Erdoğan Başkanlığa Hazır

Başkanlık sistemi yeniden masada... Konuyla ilgili konuşan Başbakan Erdoğan, "Yeni anayasa çalışmalarında artık biliyorsunuz yazılım süreci başladı. Bu süreç içerisinde tartışılabilir. Bunlar hepsi demokrasinin olmazsa olmazlarıdır. Bu başkanlık sistemi mi olur, yarı başkanlık sistemi mi olur bunların hepsi tartışılabilir" dedi.
Erdoğan Başkanlığa Hazır

Erdoğan sözlerine şöyle devam etti:

"Tartışmaların sonucunda eğer parlamento burada 'şu sisteme degeçebiliriz, uygundur' diyorsa, bizim zaten söyleyebilecek hiçbir şeyimiz kalmaz.

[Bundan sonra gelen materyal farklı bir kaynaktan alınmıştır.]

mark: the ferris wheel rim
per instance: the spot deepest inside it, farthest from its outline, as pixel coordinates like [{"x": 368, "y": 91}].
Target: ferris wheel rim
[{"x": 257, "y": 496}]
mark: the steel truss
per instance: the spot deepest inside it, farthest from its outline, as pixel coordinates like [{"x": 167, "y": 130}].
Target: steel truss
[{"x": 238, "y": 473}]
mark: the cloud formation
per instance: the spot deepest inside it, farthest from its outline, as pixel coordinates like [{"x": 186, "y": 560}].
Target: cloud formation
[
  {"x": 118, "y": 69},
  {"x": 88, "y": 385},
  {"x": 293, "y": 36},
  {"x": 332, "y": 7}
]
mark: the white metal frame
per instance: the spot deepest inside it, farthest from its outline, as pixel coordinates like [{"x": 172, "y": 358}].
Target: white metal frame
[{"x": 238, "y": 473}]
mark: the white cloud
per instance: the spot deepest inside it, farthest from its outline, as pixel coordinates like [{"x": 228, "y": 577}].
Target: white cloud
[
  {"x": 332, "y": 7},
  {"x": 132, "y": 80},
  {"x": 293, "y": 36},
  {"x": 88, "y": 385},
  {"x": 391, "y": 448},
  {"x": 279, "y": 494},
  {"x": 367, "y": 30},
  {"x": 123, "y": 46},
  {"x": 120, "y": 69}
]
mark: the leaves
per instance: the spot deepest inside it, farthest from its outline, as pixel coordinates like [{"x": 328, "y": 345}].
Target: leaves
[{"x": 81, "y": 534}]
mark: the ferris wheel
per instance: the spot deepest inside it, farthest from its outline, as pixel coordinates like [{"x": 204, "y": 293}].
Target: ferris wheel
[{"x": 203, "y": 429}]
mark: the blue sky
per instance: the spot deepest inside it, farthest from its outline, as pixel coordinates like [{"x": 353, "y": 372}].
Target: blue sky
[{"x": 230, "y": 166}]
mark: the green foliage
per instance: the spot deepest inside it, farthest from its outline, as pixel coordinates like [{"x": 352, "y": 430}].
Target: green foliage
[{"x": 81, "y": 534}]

Ama bütün mesele Müsademe-i efkardan barika-i hakikat doğar. Yani fikirlerin çatışmasından, çarpışmasından, müzakeresinden hakikat güneşi doğar."

AK Parti kanadından benzer bir açıklama da Başbakan Yardımcısı Bekir Bozdağ'dan geldi. Bozdağ konuyu "Başkanlık sistemi yeni anayasada müzakere edilmeli" önerisiyle yeniden gündeme taşıdı. "Parlamenter Denetim Sempozyumu"nun açılışında konuşan Bozdağ, Türkiye'deki parlamenter sistemi eleştirdi.

TEPKİLER

CHP Grup Başkanvekili Akif Hamzaçebi, Başbakan Yardımcısı Bekir Bozdağ'ın, "Denetimin en etkin yapılmasına izin veren sistem, başkanlık sistemidir. Gerçek anlamda yasama ve yürütmenin birbirine karşı bağımsız olduğu başkanlık sistemini müzakere etmek lazım" sözlerini, "Sayın Bozdağ, 2007'deki cumhurbaşkanı seçimine, görevlerine ilişkin yapılan değişikliğin yanlış olduğunu itiraf etmektedir. Türkiye'nin tartışması gereken başkanlık sistemi değildir. Türkiye parlamenter sistemden vazgeçmemelidir" ifadeleriyle değerlendirdi.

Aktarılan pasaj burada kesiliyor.